In this post, we will see how to extract step count, heart rate, and activity data from the Xiaomi Mi-Band 5 tracking device. The Mi-Band 5 is a relatively inexpensive personal tracker that was released in July of 2020. I bought one in August after my Fitbit died (after 888 days of use). I considered buying another Fitbit, but was not very pleased the lifespan of the previous one (the devices are apparently designed not to be very durable).

One nice thing about the Mi-Band is that it’s relatively straightforward to extract the activity data from the tracker.

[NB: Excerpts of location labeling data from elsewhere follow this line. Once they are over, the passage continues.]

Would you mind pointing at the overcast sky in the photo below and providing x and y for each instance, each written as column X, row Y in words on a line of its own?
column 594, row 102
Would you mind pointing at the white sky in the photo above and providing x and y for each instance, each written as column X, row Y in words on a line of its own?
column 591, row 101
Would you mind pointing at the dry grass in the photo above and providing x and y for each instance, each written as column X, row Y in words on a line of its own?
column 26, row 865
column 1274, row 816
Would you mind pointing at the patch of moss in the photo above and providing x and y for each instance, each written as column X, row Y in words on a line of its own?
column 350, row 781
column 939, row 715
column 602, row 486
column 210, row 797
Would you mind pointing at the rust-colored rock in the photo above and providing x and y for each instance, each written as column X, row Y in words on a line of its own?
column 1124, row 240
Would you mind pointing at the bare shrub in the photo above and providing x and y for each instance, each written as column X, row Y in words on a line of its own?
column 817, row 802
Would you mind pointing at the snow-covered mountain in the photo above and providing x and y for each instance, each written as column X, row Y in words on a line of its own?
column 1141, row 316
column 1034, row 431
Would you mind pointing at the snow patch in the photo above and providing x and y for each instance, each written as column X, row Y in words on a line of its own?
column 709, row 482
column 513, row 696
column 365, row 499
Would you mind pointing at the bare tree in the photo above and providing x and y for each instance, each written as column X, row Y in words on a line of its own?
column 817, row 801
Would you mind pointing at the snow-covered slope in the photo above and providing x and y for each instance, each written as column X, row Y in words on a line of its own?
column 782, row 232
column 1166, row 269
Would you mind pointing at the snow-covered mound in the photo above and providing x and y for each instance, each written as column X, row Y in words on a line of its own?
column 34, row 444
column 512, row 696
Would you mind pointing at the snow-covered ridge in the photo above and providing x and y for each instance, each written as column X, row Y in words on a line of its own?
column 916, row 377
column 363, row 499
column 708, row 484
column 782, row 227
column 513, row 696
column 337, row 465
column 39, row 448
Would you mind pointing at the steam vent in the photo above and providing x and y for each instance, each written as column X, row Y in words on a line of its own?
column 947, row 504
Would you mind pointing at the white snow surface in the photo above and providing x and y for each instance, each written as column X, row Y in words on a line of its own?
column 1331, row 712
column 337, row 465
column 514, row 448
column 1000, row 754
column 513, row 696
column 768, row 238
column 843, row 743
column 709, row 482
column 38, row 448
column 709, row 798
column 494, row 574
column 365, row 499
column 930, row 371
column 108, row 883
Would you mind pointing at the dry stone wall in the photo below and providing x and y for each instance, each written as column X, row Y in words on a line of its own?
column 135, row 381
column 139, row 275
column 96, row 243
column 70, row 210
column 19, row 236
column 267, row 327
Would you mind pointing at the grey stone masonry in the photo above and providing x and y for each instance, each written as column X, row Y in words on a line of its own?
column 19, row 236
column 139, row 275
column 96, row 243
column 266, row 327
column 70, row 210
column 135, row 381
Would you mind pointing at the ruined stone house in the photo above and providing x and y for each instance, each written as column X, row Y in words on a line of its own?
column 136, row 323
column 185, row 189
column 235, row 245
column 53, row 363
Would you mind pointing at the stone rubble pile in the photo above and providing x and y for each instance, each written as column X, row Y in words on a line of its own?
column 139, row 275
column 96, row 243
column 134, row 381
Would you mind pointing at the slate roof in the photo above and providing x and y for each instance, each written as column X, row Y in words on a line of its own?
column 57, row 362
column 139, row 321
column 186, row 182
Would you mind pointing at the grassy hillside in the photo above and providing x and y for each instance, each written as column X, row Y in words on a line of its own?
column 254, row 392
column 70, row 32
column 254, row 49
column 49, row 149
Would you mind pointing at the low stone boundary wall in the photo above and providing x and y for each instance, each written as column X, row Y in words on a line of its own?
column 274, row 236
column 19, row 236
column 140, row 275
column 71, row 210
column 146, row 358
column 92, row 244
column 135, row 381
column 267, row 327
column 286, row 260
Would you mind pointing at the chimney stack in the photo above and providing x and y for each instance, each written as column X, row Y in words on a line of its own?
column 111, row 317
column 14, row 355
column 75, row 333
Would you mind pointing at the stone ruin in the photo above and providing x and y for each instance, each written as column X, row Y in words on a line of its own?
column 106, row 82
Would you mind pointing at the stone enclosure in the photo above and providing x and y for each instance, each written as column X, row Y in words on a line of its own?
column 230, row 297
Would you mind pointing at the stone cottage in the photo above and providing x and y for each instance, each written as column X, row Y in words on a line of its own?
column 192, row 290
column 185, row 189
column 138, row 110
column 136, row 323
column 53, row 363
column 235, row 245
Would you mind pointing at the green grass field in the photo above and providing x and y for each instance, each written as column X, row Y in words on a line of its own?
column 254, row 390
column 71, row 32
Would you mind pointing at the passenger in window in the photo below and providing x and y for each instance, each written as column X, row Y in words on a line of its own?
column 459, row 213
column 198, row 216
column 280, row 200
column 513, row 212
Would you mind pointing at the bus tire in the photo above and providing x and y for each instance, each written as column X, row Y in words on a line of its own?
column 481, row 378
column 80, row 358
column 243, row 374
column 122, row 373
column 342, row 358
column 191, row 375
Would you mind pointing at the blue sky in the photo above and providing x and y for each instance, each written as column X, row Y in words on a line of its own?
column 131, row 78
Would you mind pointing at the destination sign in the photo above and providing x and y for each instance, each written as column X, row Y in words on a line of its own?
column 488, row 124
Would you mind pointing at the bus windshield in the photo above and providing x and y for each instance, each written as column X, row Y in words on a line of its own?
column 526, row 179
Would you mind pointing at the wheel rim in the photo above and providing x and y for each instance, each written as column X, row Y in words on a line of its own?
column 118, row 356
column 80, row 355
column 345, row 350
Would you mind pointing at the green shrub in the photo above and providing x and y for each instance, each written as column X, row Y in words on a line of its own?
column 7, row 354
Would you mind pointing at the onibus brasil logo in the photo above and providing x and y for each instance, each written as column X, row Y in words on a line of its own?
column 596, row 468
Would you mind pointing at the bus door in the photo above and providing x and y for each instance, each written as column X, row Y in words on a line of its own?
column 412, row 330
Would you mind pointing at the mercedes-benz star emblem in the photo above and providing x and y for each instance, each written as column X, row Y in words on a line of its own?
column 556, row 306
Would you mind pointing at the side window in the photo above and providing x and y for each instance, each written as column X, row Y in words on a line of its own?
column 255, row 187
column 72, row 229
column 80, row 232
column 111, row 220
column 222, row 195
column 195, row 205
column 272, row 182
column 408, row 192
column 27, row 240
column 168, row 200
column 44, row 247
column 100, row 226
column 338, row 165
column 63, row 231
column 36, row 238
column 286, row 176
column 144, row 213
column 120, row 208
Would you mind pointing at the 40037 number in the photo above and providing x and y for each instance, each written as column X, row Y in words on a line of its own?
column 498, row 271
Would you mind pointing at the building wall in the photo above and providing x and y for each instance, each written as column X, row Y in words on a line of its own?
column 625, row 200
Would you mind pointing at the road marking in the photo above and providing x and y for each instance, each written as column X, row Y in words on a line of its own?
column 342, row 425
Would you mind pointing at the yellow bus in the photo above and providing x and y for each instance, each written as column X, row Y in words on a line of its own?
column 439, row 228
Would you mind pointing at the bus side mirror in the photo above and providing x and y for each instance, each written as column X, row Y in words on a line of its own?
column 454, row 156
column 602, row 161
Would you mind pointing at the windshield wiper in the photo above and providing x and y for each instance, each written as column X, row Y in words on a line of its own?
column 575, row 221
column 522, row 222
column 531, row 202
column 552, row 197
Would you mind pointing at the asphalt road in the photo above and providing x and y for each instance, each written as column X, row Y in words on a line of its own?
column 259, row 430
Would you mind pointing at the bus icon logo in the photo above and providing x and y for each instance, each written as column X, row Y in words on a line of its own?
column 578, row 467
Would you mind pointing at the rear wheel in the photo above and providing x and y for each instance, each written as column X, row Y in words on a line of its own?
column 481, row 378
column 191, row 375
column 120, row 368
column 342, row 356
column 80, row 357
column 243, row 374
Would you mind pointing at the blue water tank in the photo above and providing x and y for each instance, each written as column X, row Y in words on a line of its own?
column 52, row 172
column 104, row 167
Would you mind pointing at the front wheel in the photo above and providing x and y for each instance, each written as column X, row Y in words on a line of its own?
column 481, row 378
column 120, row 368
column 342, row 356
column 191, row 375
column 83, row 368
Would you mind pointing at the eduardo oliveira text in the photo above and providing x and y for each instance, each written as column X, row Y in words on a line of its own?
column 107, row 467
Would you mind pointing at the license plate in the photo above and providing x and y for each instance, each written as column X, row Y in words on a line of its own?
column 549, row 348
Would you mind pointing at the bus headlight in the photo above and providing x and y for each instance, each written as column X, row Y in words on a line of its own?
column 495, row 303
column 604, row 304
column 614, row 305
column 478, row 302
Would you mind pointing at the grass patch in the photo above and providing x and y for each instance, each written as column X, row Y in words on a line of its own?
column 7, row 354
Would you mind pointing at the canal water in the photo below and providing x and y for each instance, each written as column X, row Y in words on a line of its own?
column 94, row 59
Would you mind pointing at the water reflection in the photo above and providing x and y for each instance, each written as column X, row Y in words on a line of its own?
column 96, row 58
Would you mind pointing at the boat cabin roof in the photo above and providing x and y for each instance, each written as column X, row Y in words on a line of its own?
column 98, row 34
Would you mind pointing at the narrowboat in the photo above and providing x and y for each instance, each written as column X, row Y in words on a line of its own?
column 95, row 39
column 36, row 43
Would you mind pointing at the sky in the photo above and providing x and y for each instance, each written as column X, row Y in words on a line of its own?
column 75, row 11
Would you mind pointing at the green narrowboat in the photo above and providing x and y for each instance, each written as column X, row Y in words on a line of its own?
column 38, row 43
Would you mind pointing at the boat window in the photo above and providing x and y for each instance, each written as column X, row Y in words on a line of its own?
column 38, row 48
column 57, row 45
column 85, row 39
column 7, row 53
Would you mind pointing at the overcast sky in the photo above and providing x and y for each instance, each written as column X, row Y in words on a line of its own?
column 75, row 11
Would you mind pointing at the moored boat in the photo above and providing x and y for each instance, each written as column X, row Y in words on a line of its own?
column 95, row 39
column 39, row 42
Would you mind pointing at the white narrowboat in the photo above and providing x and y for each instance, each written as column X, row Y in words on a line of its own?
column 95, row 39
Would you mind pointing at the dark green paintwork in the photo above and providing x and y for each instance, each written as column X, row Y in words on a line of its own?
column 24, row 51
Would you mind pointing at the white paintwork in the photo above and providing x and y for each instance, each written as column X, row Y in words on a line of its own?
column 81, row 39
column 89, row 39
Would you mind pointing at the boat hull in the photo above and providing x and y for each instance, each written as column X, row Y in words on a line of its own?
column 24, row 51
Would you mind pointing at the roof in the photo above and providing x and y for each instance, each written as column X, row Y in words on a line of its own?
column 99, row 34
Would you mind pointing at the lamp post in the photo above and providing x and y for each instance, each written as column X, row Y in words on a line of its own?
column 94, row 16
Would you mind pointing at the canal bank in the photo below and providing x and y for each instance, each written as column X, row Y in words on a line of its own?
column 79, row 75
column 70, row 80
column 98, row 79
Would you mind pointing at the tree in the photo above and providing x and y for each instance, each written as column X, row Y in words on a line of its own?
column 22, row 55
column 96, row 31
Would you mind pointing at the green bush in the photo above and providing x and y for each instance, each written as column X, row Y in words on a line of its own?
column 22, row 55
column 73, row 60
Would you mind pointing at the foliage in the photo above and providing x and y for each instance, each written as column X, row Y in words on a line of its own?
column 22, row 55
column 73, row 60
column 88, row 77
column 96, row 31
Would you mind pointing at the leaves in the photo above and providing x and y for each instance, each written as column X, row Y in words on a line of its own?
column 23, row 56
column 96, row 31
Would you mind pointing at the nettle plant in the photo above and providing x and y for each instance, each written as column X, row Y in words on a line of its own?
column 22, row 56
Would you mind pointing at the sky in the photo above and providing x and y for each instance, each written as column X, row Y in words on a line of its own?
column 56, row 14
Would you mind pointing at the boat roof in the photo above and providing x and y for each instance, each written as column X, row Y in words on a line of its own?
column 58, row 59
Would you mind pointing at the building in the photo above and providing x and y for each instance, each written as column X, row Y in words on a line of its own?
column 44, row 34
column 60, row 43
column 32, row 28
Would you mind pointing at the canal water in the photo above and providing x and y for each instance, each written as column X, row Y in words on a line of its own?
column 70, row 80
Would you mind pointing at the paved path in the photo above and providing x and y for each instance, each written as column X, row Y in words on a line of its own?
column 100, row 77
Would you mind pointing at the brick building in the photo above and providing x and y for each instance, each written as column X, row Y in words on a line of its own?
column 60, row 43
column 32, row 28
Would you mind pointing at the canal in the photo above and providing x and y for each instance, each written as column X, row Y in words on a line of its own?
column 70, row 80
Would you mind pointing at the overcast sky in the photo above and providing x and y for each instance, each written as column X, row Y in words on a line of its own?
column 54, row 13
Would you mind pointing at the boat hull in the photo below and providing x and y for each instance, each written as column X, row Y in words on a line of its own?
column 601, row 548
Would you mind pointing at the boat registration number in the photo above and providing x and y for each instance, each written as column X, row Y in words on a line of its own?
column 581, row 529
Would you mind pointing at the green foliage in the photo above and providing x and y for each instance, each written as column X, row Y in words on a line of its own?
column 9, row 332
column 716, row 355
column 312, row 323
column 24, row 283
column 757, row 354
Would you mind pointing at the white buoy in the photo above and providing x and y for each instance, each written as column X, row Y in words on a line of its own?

The approach described in this blog is as follows: first, we will install a modified Mi-Fit app in order to get access to an “auth key” which allows other applications to communicate with the tracker. We then install Gadgetbridge, an open source application that interfaces with and collects the data recorded by the Mi-Band tracker. Finally, we use Gadgetbridge to export the raw data from the device, and then use R to extract the data and format them for analysis.

The steps outlined below are for Android mobile devices (because that’s the kind of phone I have, though I imagine the steps would be similar for other types of phones). You can find the complete code on Github here. Let’s get started!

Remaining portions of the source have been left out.